Portrait of Clara Ianni, © Photo: Videobrasil Historical Archive
Clara Ianni, Forma Livre, 2013, video installation, 7 min. 14 sec. Courtesy of Videobrasil Historical Archive
Clara Ianni, Do figurativismo ao abstracionismo, 2017, video, 6 min. 15 sec. Courtesy of Videobrasil Historical Archive
The perception of time, history and space in the context of globalized capitalism and decolonial studies, another keynote of artistic production in the 2010s, finally has a peculiar representative in Clara Ianni (b. 1987). Moving between video, installation, objects and site-specific work, the artist creates devices to question hegemonic historical discourses, examine the relationships between art, ideology and history, and propose alternative modes of political imagination. The works shown at the Videobrasil biennials are examples of this project. Do figurativismo ao abstracionismo (2017), drawing from Ianni’s research in the archives of the São Paulo Biennial Foundation, looks at the dynamics between the institutionalisation of Brazilian modern art and the country’s colonial past. In turn, Forma livre (2013) evokes the massacre of workers during a riot against the inhumane working conditions in the construction of Brasília in 1959, linking the discourse of architectural modernity in Brazil with the persistence of archaic social and political relations.

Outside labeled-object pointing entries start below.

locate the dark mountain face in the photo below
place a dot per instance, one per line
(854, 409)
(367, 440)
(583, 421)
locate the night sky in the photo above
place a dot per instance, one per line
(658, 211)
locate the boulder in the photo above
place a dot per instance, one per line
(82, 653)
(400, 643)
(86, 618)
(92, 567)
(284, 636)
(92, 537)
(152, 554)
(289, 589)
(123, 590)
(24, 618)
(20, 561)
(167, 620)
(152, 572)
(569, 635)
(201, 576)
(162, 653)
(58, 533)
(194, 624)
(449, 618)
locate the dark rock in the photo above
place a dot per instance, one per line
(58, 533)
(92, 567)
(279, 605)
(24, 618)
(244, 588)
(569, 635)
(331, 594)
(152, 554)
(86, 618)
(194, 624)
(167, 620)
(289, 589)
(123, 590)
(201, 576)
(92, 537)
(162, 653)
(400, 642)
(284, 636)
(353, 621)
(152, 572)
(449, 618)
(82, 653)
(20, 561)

Together these artists and works offer a powerful overview of the unique strength of video in the Brazilian contexts — particularly as a medium for dissident, experimental and politically engaged practices led by women.
Solange Oliveira Farkas
Founder and artistic director of Associação Cultural Videobrasil, an institution responsible for maintaining an extensive video art collection on the Global South’s production and for organising contemporary art events with international partnerships. Farkas has been the artistic director of the Biennial Sesc Videobrasil since 1983 and is a member of the International Biennial Association’s board. In 2017 she was honoured with the Montblanc Arts Patronage Award, and in 2004 with the Sergio Motta Award. Over the last four decades, she has curated exhibitions, festivals and biennials in several countries – including Indonesia, Portugal, Russia, South Korea and the United Arab Emirates – and served on award committees for art events and cultural institutions all over the world.